3When I kept silent about my sin, my body wasted away
Through my groaning all day long.
4For day and night Your hand was heavy upon me;
My vitality was drained away as with the fever heat of summer. Selah.
5I acknowledged my sin to You, And my iniquity I did not hide;
I said, "I will confess my transgressions to the Lord";
And You forgave the guilt of my sin. Selah.
- Psalms 32:3-5
Forgiveness is not granted or obtained by excusing or concealing sin. This, the author says, only brings about more guilt and illness. David acknowledges that forgiveness does not come by stubbornly denying guilt but through an open and humble admission of our wrongdoing. God's grace covers the sins we do not know about as well as the ones we do know and struggle with, but does not excuse the ones we know about and stubbornly refuse to acknowledge or let go.
6Therefore, let everyone who is godly pray to You in a time when You may be found;
Surely in a flood of great waters they will not reach him.

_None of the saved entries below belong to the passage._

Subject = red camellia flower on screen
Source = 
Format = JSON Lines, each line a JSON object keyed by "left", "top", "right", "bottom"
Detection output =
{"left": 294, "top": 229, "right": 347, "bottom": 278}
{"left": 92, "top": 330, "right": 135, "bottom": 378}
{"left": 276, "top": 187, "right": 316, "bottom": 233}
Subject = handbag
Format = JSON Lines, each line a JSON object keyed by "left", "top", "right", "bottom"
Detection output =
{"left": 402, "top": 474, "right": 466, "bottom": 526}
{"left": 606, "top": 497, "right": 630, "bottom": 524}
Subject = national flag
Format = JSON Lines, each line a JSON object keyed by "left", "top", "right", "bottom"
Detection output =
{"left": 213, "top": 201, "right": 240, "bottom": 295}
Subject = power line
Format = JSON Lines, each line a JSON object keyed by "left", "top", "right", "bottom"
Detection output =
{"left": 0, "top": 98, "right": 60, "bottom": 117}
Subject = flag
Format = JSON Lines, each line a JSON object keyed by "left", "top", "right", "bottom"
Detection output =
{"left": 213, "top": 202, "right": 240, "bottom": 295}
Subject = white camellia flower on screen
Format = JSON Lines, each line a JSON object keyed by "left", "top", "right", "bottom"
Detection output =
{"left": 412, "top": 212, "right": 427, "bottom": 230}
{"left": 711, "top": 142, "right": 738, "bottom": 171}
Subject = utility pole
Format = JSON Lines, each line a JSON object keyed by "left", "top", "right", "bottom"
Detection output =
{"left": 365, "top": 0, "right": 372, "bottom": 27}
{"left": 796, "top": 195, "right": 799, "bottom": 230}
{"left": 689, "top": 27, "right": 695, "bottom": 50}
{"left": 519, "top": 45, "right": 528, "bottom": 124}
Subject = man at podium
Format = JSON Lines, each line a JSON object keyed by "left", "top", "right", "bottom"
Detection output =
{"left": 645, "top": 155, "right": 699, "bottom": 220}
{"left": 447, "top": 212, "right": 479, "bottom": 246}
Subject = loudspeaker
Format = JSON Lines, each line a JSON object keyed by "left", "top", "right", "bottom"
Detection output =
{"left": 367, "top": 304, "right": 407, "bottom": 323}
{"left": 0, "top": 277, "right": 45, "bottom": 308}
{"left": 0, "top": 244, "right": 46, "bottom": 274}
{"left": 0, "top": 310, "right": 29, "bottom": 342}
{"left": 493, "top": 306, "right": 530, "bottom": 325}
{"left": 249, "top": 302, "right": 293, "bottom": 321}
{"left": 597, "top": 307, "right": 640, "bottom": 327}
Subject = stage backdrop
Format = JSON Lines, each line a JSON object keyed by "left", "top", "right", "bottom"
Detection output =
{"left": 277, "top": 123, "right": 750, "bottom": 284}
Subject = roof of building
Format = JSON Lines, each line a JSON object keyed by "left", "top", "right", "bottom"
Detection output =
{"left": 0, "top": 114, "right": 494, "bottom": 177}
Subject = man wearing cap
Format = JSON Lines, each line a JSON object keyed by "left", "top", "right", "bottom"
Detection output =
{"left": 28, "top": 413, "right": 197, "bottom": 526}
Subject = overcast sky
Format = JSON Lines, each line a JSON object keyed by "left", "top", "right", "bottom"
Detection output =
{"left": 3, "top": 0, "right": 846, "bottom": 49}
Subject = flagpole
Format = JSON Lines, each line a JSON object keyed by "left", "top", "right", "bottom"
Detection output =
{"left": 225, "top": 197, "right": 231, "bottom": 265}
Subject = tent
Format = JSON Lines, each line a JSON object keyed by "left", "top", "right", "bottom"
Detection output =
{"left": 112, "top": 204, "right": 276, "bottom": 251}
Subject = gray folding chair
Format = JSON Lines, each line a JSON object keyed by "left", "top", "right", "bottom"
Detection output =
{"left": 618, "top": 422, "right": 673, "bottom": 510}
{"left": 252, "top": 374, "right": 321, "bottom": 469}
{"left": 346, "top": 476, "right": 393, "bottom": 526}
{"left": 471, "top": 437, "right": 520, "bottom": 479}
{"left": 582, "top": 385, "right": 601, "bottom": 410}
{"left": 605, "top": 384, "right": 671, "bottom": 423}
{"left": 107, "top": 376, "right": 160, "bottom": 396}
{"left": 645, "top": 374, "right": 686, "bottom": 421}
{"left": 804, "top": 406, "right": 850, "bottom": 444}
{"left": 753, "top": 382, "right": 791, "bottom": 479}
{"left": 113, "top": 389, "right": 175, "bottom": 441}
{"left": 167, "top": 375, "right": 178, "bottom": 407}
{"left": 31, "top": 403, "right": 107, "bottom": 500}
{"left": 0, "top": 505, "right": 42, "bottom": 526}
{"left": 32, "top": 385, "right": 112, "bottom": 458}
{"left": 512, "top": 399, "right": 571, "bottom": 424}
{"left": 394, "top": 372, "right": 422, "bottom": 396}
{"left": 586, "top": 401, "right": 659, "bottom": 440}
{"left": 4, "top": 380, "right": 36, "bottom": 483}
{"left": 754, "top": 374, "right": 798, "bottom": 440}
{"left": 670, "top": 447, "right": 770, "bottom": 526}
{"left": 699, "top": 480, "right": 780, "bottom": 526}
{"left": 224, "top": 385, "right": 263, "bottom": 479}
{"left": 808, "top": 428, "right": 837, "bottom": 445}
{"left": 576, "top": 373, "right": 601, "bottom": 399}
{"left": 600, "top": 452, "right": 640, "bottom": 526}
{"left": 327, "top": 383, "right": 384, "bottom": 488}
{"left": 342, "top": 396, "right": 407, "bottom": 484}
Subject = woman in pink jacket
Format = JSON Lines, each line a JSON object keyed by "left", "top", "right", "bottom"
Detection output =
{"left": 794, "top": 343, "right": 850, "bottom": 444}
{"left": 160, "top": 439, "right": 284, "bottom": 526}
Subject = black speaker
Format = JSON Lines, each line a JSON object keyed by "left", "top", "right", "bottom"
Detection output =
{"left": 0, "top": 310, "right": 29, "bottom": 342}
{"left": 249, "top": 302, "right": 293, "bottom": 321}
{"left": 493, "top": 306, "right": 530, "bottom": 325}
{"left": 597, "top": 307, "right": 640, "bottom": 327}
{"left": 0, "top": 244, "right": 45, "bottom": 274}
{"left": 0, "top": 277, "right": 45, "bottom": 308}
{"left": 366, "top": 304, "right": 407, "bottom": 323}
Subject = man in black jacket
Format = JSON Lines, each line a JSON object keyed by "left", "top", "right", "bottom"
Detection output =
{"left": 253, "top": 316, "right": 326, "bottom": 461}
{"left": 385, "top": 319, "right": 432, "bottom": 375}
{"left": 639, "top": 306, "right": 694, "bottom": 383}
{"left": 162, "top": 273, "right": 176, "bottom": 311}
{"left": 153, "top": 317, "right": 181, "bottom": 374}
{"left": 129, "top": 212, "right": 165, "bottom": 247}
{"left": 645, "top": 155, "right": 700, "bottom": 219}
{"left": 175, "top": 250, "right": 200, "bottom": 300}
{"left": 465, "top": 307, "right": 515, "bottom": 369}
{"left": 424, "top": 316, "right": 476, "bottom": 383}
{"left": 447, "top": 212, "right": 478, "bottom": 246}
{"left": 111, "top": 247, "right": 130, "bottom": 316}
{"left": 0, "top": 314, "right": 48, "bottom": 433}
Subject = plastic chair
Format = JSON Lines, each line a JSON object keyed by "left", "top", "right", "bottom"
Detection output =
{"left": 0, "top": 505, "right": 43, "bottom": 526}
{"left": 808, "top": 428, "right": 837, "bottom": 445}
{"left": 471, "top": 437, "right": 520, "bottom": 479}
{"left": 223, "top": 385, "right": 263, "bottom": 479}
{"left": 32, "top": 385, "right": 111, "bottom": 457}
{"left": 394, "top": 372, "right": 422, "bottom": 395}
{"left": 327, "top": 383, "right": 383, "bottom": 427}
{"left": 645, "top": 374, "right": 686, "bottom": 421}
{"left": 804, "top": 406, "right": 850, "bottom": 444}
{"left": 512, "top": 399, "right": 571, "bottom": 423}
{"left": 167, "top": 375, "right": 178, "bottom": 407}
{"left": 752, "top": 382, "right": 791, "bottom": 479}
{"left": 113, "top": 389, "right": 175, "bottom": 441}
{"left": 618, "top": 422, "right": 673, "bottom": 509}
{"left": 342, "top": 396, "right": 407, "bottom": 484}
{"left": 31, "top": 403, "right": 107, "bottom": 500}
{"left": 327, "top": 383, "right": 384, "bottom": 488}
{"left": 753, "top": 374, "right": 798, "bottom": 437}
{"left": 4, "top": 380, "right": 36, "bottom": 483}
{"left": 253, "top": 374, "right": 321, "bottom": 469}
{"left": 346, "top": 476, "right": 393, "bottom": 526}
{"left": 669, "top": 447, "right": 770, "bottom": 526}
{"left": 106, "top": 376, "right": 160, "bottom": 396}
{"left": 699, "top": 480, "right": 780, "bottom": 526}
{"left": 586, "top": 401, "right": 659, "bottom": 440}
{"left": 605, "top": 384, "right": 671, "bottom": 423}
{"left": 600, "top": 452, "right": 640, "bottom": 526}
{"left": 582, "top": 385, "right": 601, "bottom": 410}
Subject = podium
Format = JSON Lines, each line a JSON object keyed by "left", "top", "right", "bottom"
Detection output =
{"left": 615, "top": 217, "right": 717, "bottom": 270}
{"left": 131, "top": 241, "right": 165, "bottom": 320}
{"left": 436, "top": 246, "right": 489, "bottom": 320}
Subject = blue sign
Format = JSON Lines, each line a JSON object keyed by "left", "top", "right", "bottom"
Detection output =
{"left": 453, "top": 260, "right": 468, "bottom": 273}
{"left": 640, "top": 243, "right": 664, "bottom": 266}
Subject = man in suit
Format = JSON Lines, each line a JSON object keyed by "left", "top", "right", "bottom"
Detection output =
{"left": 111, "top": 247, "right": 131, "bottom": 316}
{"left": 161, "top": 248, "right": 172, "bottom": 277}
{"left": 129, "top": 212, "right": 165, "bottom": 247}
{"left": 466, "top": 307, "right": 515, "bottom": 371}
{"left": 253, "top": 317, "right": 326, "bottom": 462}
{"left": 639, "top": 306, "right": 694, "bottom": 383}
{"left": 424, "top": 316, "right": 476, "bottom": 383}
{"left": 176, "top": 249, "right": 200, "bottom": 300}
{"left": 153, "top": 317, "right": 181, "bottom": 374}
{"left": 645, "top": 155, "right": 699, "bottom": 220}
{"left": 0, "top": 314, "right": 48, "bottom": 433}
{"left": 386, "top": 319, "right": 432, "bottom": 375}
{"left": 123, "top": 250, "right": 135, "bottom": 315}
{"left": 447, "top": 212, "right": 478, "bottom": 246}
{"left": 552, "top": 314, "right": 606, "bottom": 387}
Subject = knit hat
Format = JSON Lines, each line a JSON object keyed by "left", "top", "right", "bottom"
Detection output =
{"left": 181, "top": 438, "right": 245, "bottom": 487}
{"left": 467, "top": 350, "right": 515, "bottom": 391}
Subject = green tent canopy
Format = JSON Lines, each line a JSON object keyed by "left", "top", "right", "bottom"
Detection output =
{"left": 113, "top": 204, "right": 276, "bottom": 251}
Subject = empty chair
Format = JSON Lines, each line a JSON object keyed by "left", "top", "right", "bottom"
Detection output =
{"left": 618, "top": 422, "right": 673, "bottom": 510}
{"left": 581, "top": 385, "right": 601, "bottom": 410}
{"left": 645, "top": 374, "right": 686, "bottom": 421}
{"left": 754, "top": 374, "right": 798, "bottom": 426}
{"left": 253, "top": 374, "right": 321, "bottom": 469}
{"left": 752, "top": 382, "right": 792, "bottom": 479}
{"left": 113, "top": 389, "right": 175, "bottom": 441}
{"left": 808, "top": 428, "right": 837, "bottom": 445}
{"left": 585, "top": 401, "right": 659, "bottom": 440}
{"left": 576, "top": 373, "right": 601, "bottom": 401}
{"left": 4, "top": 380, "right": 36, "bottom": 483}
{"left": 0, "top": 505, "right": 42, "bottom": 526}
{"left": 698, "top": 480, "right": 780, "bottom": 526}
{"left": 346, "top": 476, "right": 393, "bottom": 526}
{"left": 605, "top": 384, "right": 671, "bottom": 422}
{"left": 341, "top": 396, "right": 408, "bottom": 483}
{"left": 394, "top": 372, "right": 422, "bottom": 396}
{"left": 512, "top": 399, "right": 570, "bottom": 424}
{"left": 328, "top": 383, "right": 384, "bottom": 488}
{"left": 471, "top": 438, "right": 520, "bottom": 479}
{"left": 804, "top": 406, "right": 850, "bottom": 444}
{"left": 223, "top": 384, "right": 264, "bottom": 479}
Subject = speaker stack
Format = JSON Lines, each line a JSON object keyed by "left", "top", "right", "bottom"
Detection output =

7You are my hiding place; You preserve me from trouble;
You surround me with songs of deliverance. Selah.
8I will instruct you and teach you in the way which you should go;
I will counsel you with My eye upon you.
9Do not be as the horse or as the mule which have no understanding,
Whose trappings include bit and bridle to hold them in check,
Otherwise they will not come near to you.
10Many are the sorrows of the wicked,
But he who trusts in the Lord, lovingkindness shall surround him.
11Be glad in the Lord and rejoice, you righteous ones;
And shout for joy, all you who are upright in heart.
- Psalms 32:6-11
We should have confidence in prayer. God answers and protects all of those who call upon Him in prayer, but rejects those who are stubborn and refuse to come near. David illustrates the difference between these two by contrasting the person who is repentant with the one who remains unrepentant: the repentant person is teachable and comes near to God, the other (like a mule) needs to be subdued with harsher measures. Those who trust in God to forgive them will be rewarded not only with forgiveness but a renewed spirit and the accompanying joy as well, and those who do not repent will be surrounded with sorrow.
Forgiveness is a joyful thing but is only obtained through honest and humble acknowledgment of personal sin, and trust in a loving and merciful God.
Penitential psalms were a personal cry to God for help in times of illness and trouble. The authors of these kinds of psalms recognized the relationship between their own sins and the troubles that they suffered, and consequently asked for forgiveness as well as relief from their particular trials. Forgiveness for the vilest of offenses was always possible from a loving and merciful God but required sincere repentance from a humble heart in order to be received.
The Penitential psalms had a format:
- A cry for help.
- A statement explaining the problem.
- A renewed request for help throughout the psalm.